When the track was resurfaced completely in 2005 -- necessary after a chunk came up and took out leader Jeff Gordon in the October race -- Campbell made sure the integrity of the hairpin turns was maintained.
The only change? Some of the concrete was taken out of the corners and replaced by asphalt for more durability.
"How you feel about the racing depends on what side of the fence you're on," Campbell said. "What is good racing to the competitors usually is not to the fans.
"The people who come to Martinsville love this style of racing."
That's why Smith is considering spending approximately $1 million to return his crown jewel to the way it was when people loved the style of racing there. That he is looking at the change is the important factor here, not whether an engineer OK'd the changes without telling him in 2007.
That's simply a "he said, she said" argument. Goodyear tire officials say it was common knowledge the banking would be changed. Wallace contends that Smith knew because they discussed it.
"I did not talk to him about it," Smith countered. "Sometimes an employee makes a decision, maybe doesn't realize it is as big as it is."
In Smith's defense, the original news releases mentioned nothing about progressive banking. One stated the "famous Bristol banking will remain the same." Wheeler, who had an ugly split with Smith in 2008, said "Bruton could well have not known about it.
"He was not a big advocate of progressive banking, but our engineers were," Wheeler said.
Smith is headed to Bristol on Wednesday to evaluate the situation further before making a final decision.

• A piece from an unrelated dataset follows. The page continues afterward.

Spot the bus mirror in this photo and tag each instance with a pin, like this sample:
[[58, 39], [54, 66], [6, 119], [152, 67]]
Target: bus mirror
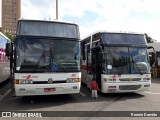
[[83, 51], [8, 49]]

Although Wheeler and several drivers believe the situation could be resolved with softer tires that wear faster, odds are Smith will spend the money to bring back old Bristol.
He doesn't like being second in anything, and, for the moment, Bristol is the second-best half-mile track in NASCAR.
SMI boss Bruton Smith is weighing the $1 million question: Can Bristol Motor Speedway, once the crown jewel of short-track racing in NASCAR, recapture the magic?